New York, January 5, 2026, 14:46 EST — Regular session
- BRBR down about 6% in afternoon trade, after touching $23.96 intraday
- Law firm Bleichmar Fonti & Auld said it opened a securities class action investigation
- Focus shifts to early-February results for an update on demand and margins
Shares of BellRing Brands fell 6.1% to $24.49 in afternoon trading on Monday, after touching an intraday low of $23.96.
The move left the stock within about $2 of its 52-week low and roughly 70% below its 52-week high, extending a steep slide that has kept investors wary of the company’s near-term outlook. 1
That matters now because BellRing’s next quarterly update is approaching, and the stock is trading near levels that can force investors to reassess risk, especially after the company warned of a soft start to fiscal 2026.
Bleichmar Fonti & Auld LLP said in a Newsfile release that it is investigating BellRing Brands for potential violations of federal securities laws, a step that can precede a shareholder class action lawsuit. 2
BellRing’s drop outpaced the broader consumer-staples group: the Consumer Staples Select Sector SPDR fund was down about 0.2%, while packaged-food peer Simply Good Foods fell about 2.6% and Post Holdings slid about 2.3%.

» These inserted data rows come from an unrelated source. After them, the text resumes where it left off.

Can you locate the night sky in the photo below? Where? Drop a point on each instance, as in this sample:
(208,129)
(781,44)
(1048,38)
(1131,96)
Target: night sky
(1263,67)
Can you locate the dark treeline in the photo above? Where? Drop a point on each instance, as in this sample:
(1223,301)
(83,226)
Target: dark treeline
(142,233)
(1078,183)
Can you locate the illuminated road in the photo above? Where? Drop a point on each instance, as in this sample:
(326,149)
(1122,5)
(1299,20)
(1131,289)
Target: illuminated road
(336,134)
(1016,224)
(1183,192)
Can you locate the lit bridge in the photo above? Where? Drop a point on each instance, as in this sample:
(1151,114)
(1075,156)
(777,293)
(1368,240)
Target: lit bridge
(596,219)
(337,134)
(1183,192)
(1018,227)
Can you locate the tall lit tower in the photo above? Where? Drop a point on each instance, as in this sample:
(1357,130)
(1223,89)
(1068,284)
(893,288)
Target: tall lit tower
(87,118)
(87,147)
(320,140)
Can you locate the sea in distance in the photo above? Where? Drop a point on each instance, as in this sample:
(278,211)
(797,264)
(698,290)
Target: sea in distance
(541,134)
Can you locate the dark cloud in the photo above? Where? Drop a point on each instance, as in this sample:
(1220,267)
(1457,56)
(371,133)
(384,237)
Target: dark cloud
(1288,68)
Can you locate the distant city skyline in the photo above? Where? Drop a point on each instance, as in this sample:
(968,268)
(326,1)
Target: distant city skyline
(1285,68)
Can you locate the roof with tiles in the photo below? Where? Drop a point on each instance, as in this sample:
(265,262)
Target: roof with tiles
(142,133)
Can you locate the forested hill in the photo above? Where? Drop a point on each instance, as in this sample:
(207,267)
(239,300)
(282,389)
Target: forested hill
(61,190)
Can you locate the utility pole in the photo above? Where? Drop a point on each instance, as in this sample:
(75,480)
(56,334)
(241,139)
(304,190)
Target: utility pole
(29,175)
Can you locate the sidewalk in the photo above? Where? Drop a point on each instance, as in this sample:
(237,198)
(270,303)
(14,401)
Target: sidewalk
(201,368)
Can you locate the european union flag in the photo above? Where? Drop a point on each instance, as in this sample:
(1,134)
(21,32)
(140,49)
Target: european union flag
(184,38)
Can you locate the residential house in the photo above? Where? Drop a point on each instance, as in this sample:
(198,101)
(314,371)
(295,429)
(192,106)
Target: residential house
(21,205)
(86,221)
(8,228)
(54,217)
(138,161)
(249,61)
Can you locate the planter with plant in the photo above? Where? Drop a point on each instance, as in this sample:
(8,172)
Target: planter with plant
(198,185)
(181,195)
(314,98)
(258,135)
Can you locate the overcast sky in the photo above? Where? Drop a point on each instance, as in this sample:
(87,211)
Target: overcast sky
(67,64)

BellRing, whose brands include Premier Protein and Dymatize, last set out its fiscal 2026 outlook in November, calling for net sales of $2.41 billion to $2.49 billion and adjusted EBITDA of $425 million to $455 million. Adjusted EBITDA is a profit measure that strips out interest, taxes and certain non-cash or one-time items to better show operating performance. 3
“We delivered strong results in 2025, with sales up 16%,” CEO Darcy Davenport said at the time, while noting the first quarter reflected “short-term challenges,” including an expected roughly 5% decline in net sales from a year earlier. 3
BellRing has also leaned on buybacks to support its stock. The company said its board approved a new $600 million share repurchase authorization over the next two years, replacing an earlier $400 million plan. 4
Still, the law-firm probe adds another overhang to a stock already sensitive to changes in demand signals and cost pressures, and any further reset in expectations could deepen the slide.